As always, we suggest having everything ready-to-go before starting work. Lay out your paint nap, set up your work table, and get all of your tools on hand.
- Use your roll to mark seam estimates (i.e. plumb lines) on the wall, starting at the highest traffic doorway in the room then working either clockwise or counter clockwise depending on if you’re right or left-handed. To do so simply place the roll abutting your starting point and mark where the first panel ends with your pencil.
- Using your level check that the seam estimates from (1) are perfectly vertical at a right angle. This will guarantee that the wallpaper looks square from corner to corner. Move each plumb line a ¼ inch past where the matching panel will end. This allows for the wallpaper to stretch during the smoothing process, (11) and (12).
- Prepare each roll for each panel. To do so, count the number of plumb lines throughout the room. We recommend overlapping the ceiling and baseboard by about 1 inch, and overlapping corners by 1/8th of an inch. Note that windows will need panels custom fit based on size, location, and type of trim.
- Start by prepping the wall. Remove any fixtures that would interfere with creating a level rolling surface.
- Using your sandpaper holder, sand any obvious imperfections with 50 grit sandpaper then re-sand the surface with 200 grit sandpaper and wipe away any debris with a dry cloth. Make sure to brush away any particulate onto the paint nap when finished.
- Cover the whole wall with your wall sized primer. This will stop the wallpaper from bonding directly to the wall, which makes any future alterations or renovations challenging. Never apply wallpaper directly to drywall.
- Apply the paste to the wallpaper using a high-quality paint roller.
- “Book” the wallpaper by folding each end of the wallpaper towards the middle with the edges square.
- Let rest for 3-5 minutes for the paste to partially set.
- Unfold and apply the top half of the booked wallpaper to where panel one will be installed.
- Working quickly, smooth the wallpaper’s edges out with a damp sponge then repeat working from the centre to each edge. Unfold the next part of the booked wallpaper and repeat for the third fold.
- Finally, gently pull your smoother across every inch of the wallpaper to eliminate any stubborn wrinkles.
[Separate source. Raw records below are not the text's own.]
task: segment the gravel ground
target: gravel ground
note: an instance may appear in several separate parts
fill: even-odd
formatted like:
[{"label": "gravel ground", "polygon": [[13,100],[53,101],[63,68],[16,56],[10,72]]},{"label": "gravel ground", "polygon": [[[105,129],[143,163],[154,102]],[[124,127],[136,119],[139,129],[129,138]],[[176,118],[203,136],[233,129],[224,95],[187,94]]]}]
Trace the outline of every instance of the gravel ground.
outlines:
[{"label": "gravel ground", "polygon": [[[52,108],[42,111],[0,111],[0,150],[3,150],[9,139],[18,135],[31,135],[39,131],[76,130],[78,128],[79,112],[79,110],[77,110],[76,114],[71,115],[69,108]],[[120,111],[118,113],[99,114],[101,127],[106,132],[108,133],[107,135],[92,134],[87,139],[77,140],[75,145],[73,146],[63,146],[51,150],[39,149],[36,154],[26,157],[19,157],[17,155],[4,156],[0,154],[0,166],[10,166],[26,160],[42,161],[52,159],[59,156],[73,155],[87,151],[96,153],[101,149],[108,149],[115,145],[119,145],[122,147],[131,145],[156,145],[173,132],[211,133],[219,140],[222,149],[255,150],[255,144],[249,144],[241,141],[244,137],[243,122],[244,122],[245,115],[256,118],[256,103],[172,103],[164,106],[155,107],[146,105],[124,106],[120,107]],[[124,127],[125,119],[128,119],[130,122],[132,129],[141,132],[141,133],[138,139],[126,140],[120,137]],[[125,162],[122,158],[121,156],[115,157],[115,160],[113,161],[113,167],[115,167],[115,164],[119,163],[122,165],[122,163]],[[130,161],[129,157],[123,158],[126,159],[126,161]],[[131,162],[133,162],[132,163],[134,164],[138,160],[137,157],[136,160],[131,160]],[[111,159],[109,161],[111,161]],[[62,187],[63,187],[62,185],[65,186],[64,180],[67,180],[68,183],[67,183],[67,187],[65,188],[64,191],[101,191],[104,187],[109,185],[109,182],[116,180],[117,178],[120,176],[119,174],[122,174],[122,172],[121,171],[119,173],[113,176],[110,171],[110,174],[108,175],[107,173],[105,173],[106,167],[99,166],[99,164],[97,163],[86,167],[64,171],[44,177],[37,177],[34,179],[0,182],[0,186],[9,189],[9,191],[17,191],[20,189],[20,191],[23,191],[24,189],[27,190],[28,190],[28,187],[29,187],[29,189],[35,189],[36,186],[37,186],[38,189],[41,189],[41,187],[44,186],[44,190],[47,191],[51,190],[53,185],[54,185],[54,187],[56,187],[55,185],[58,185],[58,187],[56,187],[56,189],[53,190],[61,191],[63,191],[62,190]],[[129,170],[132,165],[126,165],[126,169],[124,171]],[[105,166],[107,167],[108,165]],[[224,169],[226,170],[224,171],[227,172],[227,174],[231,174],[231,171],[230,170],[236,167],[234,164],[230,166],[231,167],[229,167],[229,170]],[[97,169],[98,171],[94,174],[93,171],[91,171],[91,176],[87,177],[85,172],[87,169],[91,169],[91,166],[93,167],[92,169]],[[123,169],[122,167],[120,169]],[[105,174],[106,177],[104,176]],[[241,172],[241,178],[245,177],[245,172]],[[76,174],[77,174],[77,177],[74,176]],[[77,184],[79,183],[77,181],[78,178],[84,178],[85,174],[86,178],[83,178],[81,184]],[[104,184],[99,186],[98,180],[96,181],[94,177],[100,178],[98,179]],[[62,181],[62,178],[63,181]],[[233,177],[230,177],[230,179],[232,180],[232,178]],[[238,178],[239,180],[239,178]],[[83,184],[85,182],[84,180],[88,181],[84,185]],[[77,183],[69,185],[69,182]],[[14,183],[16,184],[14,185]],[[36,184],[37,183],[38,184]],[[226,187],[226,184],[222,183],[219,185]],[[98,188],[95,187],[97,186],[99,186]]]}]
Repeat this process for each panel, and trim away any excess paper using an exacto knife.
Tips, Tricks, and Conclusion
There are a lot of things you can do to improve the wall paper hanging experience. This guide showcases how to work with unpasted wallpaper. If working with pre-pasted wallpaper we suggest adding a bit of the same type of paste to the water to aid in adhesion.
Possibly the most difficult part of the process is “booking” the wallpaper. This step is intended to destress the paper before application. If you skip the booking step there’s a good chance that you’ll end up with the wallpaper shrinking on the wall, leading to obvious seam misalignment. This is also part of the reason we add a ¼ inch to the length of each panel. It’s better to have a touch of overlap rather than a gap.
One other important note here: the pattern of the wallpaper matters. Geometric designs tend to have the easiest seams to hide. However, wallpaper with a central image rather than a repeating vertical design should be treated slightly differently. The central image should ideally be positioned directly across from the highest traffic point of entry. In addition, the final panel seam after completing an entire room will almost always be a touch janky. As such we highly recommend trying to hide the final wallpaper seam in a low visibility area, such as above the door jamb.
Finally, always make sure to be aware of what type of paste you’re working with. Common types of paste include wheat, clay, and starch. Check with the wallpaper’s installation instructions and make sure to use the recommended type of paste.